通过将Left join改写为Right join解决查询慢与内存消耗问题-云原生数据仓库AnalyticDB-阿里云

Left join是实践中常用的一种表关联方式，由于Hash Join实现会以右表做Build，且left Join不会做左右表的重新排序，在右表数据量很大时会造成执行慢、消耗过多内存资源等多个问题。本文以具体示例介绍哪些场景下可以用right join替代left join。

背景信息

AnalyticDB MySQL版默认使用Hash Join进行表关联。Hash Join在实现时会用右表构建哈希表，该过程会消耗大量资源，由于outer join（包括left join，right join）不同于inner join，从语义上不能交换左右表顺序，因此在右表数据量大的场景下，会出现执行慢、内存资源消耗大的情况，在极端场景下（右表数据量很大）还会影响集群的性能，或执行时直接报错Out of Memory Pool size pre cal。此时，可以使用本章节提供的优化方法来减少资源消耗。

使用场景

通过修改SQL语句或者加Hint的方式，可以将left join调整为right join，原left join中的左表会变为右表来构建哈希表。这时如果右表过大也会对性能有影响，因此，建议在left join左表较小，右表较大的场景下进行优化。

较小、很大的概念是相对的，和关联列、集群资源等都有关系。在实践中，我们可以通过Explain analyze查看执行计划的相关参数，通过关注PeakMemory、WallTime等参数的变化来判断是否应该使用right join。

使用方法

通常有以下两种方法可以把left join调整为right join：

直接修改SQL，例如将a left join b on a.col1 = b.col2改为b right join a on a.col1 = b.col2。
通过加hint指定优化器根据资源损耗把left join转为right join。
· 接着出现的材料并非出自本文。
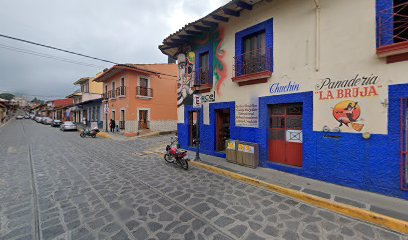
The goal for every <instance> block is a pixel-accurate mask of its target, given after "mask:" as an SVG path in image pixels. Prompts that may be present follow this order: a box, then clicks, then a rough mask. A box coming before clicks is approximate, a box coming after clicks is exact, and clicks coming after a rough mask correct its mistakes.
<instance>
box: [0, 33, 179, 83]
mask: <svg viewBox="0 0 408 240" xmlns="http://www.w3.org/2000/svg"><path fill="white" fill-rule="evenodd" d="M0 37H3V38H8V39H11V40H15V41H19V42H24V43H28V44H32V45H36V46H40V47H45V48H49V49H53V50H57V51H61V52H65V53H69V54H73V55H77V56H81V57H85V58H90V59H93V60H98V61H102V62H107V63H111V64H115V65H121V66H125V67H129V68H133V69H136V70H141V71H145V72H150V73H154V74H158V75H163V76H169V77H177V76H174V75H170V74H166V73H161V72H155V71H151V70H146V69H141V68H137V67H134V66H132V65H129V64H120V63H117V62H113V61H109V60H106V59H102V58H97V57H92V56H89V55H86V54H82V53H77V52H73V51H70V50H65V49H62V48H57V47H53V46H50V45H46V44H42V43H37V42H33V41H29V40H25V39H21V38H16V37H11V36H7V35H3V34H0Z"/></svg>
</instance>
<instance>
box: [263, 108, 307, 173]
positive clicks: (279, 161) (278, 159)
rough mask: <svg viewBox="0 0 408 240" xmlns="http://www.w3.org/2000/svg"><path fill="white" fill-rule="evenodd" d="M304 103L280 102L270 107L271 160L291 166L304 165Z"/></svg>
mask: <svg viewBox="0 0 408 240" xmlns="http://www.w3.org/2000/svg"><path fill="white" fill-rule="evenodd" d="M302 112H303V105H302V104H301V103H296V104H279V105H272V106H271V107H270V109H269V114H270V116H269V160H270V161H271V162H274V163H281V164H285V165H290V166H297V167H301V166H302V155H303V133H302Z"/></svg>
这种用法中，优化器会根据左右表的估算大小来决定是否把left join转为right join。使用方法如下：
- 3.1.8及以上内核版本的集群默认开启该特性。如关闭了该特性，可在SQL最前面加上hint：/*+O_CBO_RULE_SWAP_OUTER_JOIN=true*/手动开启该特性。
- 3.1.8以下内核版本的集群默认关闭该特性。可在SQL最前面加上hint：/*+LEFT_TO_RIGHT_ENABLED=true*/开启该特性。

说明如何查看集群内核版本，请参见如何查看实例版本信息。如需升级内核版本，请联系技术支持。

示例

如下示例中，nation是一个25行的小表，customer是一个15000000行的大表，通过explain analyze查看一条包含left join的SQL的执行计划。

explain analyze
SELECT
  COUNT(*)
FROM
  nation t1
  left JOIN customer t2 ON t1.n_nationkey = t2.c_nationkey

可以看到，进行join计算的stage2的计划如下。其中，Left Join这个算子中包含如下信息：

PeakMemory: 515MB (93.68%), WallTime: 4.34s (43.05%)：PeakMemory的占比高达93.68%，可以判断left join为整个SQL的性能瓶颈。
Left (probe) Input avg.: 0.52 rows；Right (build) Input avg.: 312500.00 rows：即右表为大表，左表为小表。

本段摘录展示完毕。